Contre-Temps
Flavien Berger
Flavien Berger est un drôle de type. Et ça commence déjà par son physique d’ailleurs : à trente berges passées, il ressemble à un adolescent comme ceux qu’on peut croiser en sortant d’un concert de Metallica. Il a une légère bedaine, une moustache et une coupe de cheveux chelou. On peut dire qu’il a une bonne bouille d’artiste en tout cas, ce qui tombe plutôt bien puisqu’il en est un : il arrange, bidouille, compose. Flavien Berger écrit des chansons quoi. Souvent il se perd dans des délires compris de lui seul. Parfois, il réussit à écrire de très beaux morceaux. Et c’est justement cette deuxième catégorie qui arrive à donner un tant soit peu de sens à tout ce cirque.
Il aura fallu deux longues années à Flavien Berger pour réussir à boucler Contre-Temps. Deux années à travailler sur les mêmes chansons, c’est révélateur soit d'une extrême rigueur, soit du bordel qui règne dans sa tête. En tout cas, lui-même le reconnait : il est "mauvais pour les deadlines", et compose mieux sans cette pression du temps. Il en a même fait une chanson sur son troisième disque. Pas un interlude, non, un vrai morceau, avec un refrain, des couplets, et tout ce qui s’en suit. Il prend en effet un plaisir réel à sculpter des mélodies sur des thèmes qui n’en sont pas, et qui lui laissent donc une liberté totale. Celle de dépasser les mots, de les vider de leur sens pour qu’ils n’existent que pour habiller une de ces belles mélodies dont il a le secret.
À l'inverse, il ne faut pas avoir peur non plus de reconnaitre que toutes les chansons du disque ne sont pas de bonnes chansons. Flavien Berger lui-même reconnaîtra sûrement que certains titres ne doivent leur présence sur Contre-Temps que par l’attachement inexplicable qu’il leur porte, ou au contexte dans lequel il les a enregistrés. Bref, à toute cette partie mystérieuse que l’auditeur n'appréhendera probablement jamais. En même temps, ce n’est pas si grave s'il ne comprend pas : on peut penser que Flavien Berger n’est sans doute pas certain du sens qu’il a voulu donner à ses propres chansons, et qu'il s’en satisfait très bien. Le plus important, c’est que chacun puisse y coller des bouts de soi, des souvenirs, des moments. Et ça tombe plutôt bien, car entre le charme méditerranéen de "Brutalisme", la rythmique house de "Maddy La Nuit", ou les douze minutes lancinantes et félines de "Contre Temps" avec Bonnie Banane, les occasions de s'approprier le disque sont nombreuses.
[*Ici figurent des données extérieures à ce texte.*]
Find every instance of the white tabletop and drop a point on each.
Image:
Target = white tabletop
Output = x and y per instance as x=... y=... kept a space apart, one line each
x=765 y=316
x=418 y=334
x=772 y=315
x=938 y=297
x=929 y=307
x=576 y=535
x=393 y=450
Quand on se relit, on se rend compte qu'on pense beaucoup de choses à la place de beaucoup de monde. On s’en excuse. La vérité, c’est qu’ici, l’exercice de la chronique est un peu poussé dans ses derniers retranchements, car même si on écoute beaucoup ce disque, on peine à se faire un avis définitif sur celui-ci et sur son géniteur. On trouve que c’est à la fois génial et raté, dansant et statique, ambitieux et pantouflard. Beaucoup d’adjectifs antinomiques pour finalement avouer que Contre-Temps est un joyeux fatras fait de tout et de rien, où chacun s’amusera à aller y dénicher ce qui lui procure le plus de plaisir. Un objet unique en son genre qui réussit à nous toucher pour un milliard de raisons que l’on n'arrive même pas à pointer du doigt. Quand on vous dit que c’est un drôle de type.